Following the EU referendum in 2016, a number of open-ended property funds had to suspend trading for a period of time due to a high number of investors seeking to redeem their holdings.
Similarly, the Woodford Equity Income fund debacle has highlighted how illiquid investments can cause problems for the dealings of funds.
Embattled fund manager Neil Woodford was forced to suspend his Equity Income fund on June 3 after investors pulled around £9m per working day from the fund in May.
The ratio of illiquid and unquoted holdings within the fund prior to its suspension has come under scrutiny as it emerged the fund had broken its 10 per cent permissible threshold twice prior to its suspension.
Liquidity
Scott Gallagher director at Rowley Turton says: “Poor liquidity meant that people couldn’t get their money out as quickly as they wanted and is one of the reasons you should have a diversified portfolio not entirely reliant on any one fund.”
If an investor has an open-ended structure that has a mixture of liquid and illiquid assets, and then the underlying unit holders redeem, inevitably they will only be able to sell liquid assets into the market.
And over time if there continues to be a prolonged series of redemption within the fund, it means that the illiquid assets make up a greater proportion of the portfolio.
For example, in a £100m open-ended fund,£20m is invested in illiquid assets and 80 per cent is invested in liquid assets.
If 40 per cent of the fund is redeemed, the £100m will not be a £60m fund, so the 20 per cent allocation to illiquid assets increases.
Steven Lloyd, Investment Director at Ascot Lloyd says: “If everything is operating ‘normally’ then open ended fund managers are able to sell assets quickly enough to meet investors’ demand for redemptions - they have enough ‘liquidity’.
“However, when open ended funds invest in physical property there can be a ‘mismatch’ when there is a shortage of asset sales to meet redemption
“If this is the case then the fund manager can 'gate' the fund. This is when they didn’t allow investors to withdraw their money.

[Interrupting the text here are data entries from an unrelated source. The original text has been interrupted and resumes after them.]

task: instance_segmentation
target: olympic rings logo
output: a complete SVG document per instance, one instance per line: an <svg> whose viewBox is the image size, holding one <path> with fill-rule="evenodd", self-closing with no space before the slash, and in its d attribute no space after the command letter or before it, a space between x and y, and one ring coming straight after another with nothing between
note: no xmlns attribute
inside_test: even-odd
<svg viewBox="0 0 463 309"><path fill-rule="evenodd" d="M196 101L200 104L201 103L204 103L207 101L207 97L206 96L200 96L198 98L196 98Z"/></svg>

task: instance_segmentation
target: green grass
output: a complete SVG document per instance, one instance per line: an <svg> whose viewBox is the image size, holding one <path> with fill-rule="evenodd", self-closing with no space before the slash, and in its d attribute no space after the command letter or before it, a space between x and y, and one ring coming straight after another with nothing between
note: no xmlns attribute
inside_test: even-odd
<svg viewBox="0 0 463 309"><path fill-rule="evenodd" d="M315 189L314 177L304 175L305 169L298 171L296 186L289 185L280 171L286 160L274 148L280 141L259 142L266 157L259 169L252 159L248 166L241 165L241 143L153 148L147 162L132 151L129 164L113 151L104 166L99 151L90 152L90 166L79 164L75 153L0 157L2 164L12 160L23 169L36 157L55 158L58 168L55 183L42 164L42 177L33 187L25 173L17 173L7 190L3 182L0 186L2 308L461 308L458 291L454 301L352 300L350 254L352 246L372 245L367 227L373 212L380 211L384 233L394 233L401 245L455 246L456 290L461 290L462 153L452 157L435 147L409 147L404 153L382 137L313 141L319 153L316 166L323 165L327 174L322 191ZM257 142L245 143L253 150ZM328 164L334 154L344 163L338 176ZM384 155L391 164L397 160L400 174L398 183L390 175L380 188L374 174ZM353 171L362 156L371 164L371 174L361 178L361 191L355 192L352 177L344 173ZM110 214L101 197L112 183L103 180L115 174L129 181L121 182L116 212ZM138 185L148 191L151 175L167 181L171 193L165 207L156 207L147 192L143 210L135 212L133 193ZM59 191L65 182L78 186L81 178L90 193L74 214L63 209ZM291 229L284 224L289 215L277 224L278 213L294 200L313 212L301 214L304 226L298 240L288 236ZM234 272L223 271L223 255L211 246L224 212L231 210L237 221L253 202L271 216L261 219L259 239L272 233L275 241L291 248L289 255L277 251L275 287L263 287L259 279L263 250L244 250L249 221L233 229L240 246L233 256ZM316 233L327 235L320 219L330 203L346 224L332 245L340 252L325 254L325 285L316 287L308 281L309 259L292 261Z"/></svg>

“This is exactly what happened with the Woodford Equity Income fund when the investments could not be sold quickly enough to meet consumer demand for money.
"This has brought the liquidity of open ended funds to the forefront of investors’ minds.”
As a result, closed-ended funds are seen as more suited to illiquid assets.
Closed-ended funds are much better vehicles for illiquid assets because the fund and the fund manager can stand aside from the disruptive shorter-term demands of selling those illiquid assets to repay those unit holders who want to exit the fund.